That spell, among several less effective ones, comes courtesy of Grimoire Weiss, a talking, floating book who provides a sarcastic commentary on proceedings and completely steals the show. Any lapses into gaming cliché are effectively skewered by Weiss, and experienced voice actor Liam O'Brien - apparently channelling Alan Rickman here - is clearly enjoying himself. One minute, he's sneering at a boss ("Really? The mouth? Such an obvious weak point") and the next, he's sniping at Nier for sidetracking the main quest when taking on villagers' comparatively mundane requests.
Another nice musical touch has the current theme change slightly when you enter a building.

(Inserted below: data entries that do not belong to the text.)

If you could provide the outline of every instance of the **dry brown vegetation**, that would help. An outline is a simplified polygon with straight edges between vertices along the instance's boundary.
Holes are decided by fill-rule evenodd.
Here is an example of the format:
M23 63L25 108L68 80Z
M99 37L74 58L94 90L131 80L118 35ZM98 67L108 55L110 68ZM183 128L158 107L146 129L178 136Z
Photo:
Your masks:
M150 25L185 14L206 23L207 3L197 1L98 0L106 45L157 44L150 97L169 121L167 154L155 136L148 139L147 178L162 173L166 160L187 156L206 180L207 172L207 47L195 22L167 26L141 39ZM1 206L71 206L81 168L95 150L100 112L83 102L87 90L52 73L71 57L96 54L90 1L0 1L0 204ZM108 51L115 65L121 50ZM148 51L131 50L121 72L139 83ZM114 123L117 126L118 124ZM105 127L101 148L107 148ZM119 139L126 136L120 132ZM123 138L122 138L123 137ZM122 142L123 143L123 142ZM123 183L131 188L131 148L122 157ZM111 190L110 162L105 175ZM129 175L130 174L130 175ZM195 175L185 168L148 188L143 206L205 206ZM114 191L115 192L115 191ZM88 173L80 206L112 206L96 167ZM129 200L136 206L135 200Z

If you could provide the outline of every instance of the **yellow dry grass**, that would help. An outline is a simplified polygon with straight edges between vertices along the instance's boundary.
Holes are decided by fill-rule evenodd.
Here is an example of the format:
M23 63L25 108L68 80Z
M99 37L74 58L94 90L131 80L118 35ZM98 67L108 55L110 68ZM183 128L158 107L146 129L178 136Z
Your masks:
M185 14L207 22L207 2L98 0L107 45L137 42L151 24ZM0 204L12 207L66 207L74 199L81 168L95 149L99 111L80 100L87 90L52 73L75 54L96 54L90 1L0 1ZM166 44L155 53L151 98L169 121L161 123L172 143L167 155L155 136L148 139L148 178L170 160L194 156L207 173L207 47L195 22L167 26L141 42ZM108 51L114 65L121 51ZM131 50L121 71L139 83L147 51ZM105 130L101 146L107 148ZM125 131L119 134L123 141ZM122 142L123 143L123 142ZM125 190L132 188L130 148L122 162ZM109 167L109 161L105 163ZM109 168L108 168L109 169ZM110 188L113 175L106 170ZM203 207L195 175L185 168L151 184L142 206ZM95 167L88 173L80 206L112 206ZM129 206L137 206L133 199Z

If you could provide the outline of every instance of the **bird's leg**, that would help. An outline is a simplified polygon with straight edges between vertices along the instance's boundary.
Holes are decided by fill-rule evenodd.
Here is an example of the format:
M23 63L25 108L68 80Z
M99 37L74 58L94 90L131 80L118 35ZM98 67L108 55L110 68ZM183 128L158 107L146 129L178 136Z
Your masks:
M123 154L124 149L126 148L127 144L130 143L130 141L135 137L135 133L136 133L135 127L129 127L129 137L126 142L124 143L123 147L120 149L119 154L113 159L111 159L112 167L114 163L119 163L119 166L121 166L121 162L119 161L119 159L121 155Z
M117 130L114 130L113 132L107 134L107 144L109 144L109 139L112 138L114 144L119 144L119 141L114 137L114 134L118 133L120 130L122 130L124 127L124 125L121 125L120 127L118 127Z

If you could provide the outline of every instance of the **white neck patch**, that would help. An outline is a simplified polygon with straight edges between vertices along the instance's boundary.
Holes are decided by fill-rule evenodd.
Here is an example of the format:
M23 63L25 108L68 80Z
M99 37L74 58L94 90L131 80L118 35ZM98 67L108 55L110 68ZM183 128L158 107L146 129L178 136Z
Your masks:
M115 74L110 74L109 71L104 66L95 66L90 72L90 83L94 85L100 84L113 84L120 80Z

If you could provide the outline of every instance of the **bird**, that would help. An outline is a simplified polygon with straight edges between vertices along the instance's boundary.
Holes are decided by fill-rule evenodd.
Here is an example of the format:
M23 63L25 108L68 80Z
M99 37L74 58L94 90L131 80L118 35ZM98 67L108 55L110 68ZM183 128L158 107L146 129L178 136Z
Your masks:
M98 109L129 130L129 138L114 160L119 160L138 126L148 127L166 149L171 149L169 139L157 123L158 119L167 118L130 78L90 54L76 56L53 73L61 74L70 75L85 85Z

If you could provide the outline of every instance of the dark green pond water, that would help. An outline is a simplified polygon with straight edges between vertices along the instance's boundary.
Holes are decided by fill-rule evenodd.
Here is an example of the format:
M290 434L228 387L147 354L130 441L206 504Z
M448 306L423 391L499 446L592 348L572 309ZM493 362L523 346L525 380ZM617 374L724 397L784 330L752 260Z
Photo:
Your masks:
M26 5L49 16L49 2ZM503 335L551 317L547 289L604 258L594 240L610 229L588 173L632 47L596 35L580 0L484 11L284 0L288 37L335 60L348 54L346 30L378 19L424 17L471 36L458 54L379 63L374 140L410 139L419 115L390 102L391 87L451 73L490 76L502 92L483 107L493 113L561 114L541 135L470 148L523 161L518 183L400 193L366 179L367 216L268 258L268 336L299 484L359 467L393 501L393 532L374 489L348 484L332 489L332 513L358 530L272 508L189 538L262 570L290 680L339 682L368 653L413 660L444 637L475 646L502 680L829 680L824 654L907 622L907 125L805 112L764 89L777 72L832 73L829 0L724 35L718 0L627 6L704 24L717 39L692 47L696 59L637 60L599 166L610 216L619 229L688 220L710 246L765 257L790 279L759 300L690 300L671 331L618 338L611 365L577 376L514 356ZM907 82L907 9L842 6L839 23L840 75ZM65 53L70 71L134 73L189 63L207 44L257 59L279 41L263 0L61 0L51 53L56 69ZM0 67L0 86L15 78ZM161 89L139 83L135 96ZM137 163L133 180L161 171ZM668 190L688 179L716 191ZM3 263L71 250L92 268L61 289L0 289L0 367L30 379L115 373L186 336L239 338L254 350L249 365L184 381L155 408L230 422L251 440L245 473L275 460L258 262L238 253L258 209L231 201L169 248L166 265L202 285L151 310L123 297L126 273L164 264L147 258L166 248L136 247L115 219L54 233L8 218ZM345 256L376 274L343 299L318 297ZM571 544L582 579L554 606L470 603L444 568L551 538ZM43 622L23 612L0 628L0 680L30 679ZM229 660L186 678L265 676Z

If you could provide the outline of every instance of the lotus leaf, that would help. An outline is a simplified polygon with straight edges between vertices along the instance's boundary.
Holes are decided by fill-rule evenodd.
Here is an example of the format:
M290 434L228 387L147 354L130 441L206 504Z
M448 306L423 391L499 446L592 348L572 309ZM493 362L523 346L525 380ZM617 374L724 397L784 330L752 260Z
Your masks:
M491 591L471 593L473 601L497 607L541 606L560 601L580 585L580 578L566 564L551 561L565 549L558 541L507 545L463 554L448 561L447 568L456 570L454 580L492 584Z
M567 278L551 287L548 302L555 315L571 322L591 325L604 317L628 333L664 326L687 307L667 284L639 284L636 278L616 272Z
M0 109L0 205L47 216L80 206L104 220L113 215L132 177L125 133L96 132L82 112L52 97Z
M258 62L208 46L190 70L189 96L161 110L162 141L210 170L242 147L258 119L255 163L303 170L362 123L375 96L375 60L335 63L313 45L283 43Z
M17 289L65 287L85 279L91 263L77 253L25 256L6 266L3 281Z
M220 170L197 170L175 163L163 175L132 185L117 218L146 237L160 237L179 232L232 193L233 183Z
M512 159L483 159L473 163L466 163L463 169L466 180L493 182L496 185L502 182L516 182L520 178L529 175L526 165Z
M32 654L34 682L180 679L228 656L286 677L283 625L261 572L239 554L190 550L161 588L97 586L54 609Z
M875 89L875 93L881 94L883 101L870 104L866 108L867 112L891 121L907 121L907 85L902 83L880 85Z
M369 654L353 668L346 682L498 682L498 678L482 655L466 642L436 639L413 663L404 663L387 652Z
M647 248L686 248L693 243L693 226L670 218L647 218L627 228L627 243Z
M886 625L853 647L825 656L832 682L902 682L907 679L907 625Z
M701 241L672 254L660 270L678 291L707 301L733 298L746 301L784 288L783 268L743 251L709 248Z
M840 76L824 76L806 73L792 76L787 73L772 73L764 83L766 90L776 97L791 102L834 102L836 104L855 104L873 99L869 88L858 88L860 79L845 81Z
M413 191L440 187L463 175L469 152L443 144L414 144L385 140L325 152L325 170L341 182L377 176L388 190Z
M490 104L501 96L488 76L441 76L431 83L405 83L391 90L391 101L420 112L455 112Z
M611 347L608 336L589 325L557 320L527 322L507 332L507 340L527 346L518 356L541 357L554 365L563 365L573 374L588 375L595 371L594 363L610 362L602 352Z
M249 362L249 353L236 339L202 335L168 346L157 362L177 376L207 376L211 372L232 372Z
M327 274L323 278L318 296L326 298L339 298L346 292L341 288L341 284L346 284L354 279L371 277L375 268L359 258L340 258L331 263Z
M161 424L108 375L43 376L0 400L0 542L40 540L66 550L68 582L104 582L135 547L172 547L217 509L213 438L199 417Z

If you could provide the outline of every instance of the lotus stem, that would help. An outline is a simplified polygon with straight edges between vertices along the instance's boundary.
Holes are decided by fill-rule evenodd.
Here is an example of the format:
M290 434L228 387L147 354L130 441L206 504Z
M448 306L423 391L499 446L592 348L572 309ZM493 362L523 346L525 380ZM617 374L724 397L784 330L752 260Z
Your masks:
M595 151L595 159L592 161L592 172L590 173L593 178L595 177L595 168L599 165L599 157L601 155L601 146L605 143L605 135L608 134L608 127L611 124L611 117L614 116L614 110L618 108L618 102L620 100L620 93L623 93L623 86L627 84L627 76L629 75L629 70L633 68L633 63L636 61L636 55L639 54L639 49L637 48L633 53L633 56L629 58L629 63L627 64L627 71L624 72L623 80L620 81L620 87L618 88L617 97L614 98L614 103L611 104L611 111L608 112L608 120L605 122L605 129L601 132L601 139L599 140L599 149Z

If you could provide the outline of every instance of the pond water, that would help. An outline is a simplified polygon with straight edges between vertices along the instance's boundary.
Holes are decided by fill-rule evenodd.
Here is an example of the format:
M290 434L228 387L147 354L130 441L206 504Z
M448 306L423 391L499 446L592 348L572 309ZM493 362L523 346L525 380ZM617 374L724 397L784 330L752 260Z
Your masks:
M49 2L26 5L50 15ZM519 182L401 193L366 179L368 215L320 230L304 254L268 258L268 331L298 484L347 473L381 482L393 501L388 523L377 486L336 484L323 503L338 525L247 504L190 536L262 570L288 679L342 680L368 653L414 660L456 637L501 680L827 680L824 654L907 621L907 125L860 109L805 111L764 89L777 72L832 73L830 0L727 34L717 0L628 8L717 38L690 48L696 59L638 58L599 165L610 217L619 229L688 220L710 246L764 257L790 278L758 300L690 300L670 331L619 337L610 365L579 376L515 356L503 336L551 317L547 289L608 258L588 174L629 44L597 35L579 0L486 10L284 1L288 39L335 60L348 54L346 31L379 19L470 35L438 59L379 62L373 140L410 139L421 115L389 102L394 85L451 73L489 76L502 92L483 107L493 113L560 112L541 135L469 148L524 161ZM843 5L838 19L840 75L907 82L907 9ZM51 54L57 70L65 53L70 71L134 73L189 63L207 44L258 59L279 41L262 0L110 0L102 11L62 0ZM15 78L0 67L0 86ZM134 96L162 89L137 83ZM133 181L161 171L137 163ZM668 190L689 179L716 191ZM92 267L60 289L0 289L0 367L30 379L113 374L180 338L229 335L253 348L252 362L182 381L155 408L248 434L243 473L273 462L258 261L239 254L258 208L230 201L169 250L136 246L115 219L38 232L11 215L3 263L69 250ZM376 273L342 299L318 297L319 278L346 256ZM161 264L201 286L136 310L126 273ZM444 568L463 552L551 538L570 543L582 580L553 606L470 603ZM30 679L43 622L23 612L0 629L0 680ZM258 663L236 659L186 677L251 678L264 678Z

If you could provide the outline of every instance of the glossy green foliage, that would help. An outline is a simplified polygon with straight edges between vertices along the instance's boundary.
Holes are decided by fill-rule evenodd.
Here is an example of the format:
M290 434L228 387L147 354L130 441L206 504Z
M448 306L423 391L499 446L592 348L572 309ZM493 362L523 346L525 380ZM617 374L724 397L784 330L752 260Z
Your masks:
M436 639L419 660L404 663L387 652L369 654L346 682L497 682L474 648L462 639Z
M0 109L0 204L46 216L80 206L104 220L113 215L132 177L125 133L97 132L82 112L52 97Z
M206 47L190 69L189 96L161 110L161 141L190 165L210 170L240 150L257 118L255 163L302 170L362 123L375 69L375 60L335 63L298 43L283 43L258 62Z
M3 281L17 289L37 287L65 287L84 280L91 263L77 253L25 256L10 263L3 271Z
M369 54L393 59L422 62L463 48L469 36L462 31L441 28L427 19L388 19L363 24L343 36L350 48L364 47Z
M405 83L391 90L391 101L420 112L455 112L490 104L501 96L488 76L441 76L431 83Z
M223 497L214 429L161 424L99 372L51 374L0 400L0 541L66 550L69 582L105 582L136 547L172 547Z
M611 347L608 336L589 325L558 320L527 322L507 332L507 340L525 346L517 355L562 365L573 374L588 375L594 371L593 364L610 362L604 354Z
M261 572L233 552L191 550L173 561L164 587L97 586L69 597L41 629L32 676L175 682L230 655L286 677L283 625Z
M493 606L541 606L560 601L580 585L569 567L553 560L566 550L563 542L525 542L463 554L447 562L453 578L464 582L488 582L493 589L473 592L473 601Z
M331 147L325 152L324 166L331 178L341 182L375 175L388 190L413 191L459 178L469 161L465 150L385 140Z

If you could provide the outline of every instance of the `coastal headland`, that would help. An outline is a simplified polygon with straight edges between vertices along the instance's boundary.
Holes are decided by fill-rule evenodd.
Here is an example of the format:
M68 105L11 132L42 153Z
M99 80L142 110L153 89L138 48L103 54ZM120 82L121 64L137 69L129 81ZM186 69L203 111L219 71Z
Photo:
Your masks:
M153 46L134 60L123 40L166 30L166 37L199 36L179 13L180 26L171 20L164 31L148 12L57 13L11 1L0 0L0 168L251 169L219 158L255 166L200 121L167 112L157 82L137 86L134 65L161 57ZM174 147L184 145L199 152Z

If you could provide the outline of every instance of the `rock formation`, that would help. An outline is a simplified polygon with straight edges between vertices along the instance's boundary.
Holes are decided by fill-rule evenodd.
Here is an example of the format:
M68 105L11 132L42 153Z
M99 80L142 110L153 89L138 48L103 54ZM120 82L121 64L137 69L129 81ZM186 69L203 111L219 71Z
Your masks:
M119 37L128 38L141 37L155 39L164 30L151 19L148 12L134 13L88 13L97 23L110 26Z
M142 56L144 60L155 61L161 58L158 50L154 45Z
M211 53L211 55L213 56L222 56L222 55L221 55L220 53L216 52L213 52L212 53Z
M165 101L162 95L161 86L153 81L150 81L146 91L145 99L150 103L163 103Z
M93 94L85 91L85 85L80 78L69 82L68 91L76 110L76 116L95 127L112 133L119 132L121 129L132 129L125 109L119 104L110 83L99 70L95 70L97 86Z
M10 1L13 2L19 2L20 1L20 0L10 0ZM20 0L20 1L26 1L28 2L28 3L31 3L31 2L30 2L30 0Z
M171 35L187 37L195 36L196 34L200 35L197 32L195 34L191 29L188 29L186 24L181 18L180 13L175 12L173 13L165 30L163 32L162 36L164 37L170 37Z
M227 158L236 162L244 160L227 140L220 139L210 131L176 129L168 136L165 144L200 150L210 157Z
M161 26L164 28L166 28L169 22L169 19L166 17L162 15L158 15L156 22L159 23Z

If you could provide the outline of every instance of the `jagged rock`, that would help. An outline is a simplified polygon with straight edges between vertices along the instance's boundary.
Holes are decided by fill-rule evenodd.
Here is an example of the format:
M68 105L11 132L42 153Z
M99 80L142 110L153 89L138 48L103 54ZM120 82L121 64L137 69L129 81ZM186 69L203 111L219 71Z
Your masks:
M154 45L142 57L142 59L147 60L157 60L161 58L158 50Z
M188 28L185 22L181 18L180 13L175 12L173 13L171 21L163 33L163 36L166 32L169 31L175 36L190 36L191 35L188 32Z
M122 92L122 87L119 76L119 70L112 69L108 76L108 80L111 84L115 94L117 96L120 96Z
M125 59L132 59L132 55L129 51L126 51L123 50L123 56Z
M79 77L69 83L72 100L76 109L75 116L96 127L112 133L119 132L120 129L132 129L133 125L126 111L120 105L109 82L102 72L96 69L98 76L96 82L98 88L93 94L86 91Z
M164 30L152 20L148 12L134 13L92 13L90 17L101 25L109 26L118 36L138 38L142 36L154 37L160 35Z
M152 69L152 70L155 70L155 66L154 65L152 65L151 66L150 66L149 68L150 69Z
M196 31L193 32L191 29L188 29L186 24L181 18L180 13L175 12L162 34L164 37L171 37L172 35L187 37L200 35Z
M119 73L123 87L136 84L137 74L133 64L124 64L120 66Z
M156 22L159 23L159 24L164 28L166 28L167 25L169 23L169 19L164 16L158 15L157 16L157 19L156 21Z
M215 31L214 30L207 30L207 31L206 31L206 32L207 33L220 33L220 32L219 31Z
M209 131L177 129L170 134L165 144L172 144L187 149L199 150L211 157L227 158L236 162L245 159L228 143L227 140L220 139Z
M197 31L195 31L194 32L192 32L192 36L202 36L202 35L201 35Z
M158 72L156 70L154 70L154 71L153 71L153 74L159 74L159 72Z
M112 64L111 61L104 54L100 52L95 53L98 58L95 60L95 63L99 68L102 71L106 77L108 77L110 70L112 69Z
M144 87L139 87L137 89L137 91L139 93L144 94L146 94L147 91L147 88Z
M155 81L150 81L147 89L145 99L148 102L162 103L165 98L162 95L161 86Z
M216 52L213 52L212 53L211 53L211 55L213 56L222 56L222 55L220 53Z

At times, you wonder if the scriptwriters aren't simply poking fun at the designers. Weiss criticises the unusual layout of a hidden desert city by claiming "they couldn't have made this more needlessly complicated if they tried," and even finds time to roll his eyes at the indecent attire of Nier's companion, profanity-spitting Lady Gaga-alike Kainé, "a boorish young woman who battles monsters in her undergarments". This begins to rub off on the other characters, too. Nier refers to himself as "just a big guy who kills things," and any time Weiss gets a little too loquacious or self-aggrandising, mighty hermaphrodite Kainé is always there with an amusingly curt put-down like "piss off, book".
It's an impressive localisation effort all round, particularly during a brief but exceptionally well-written sojourn into text adventure territory - no, really - with Weiss offering a fourth-wall-breaking admonishment of the unseen narrator. Incidental dialogue is mercifully brief but often amusing, and if some of the colloquialisms feel a little anachronistic (it's not often RPG barkeeps great the hero with a casual "'Sup"), the rest of the game is so determinedly bizarre that you simply accept them as yet another of its eccentricities.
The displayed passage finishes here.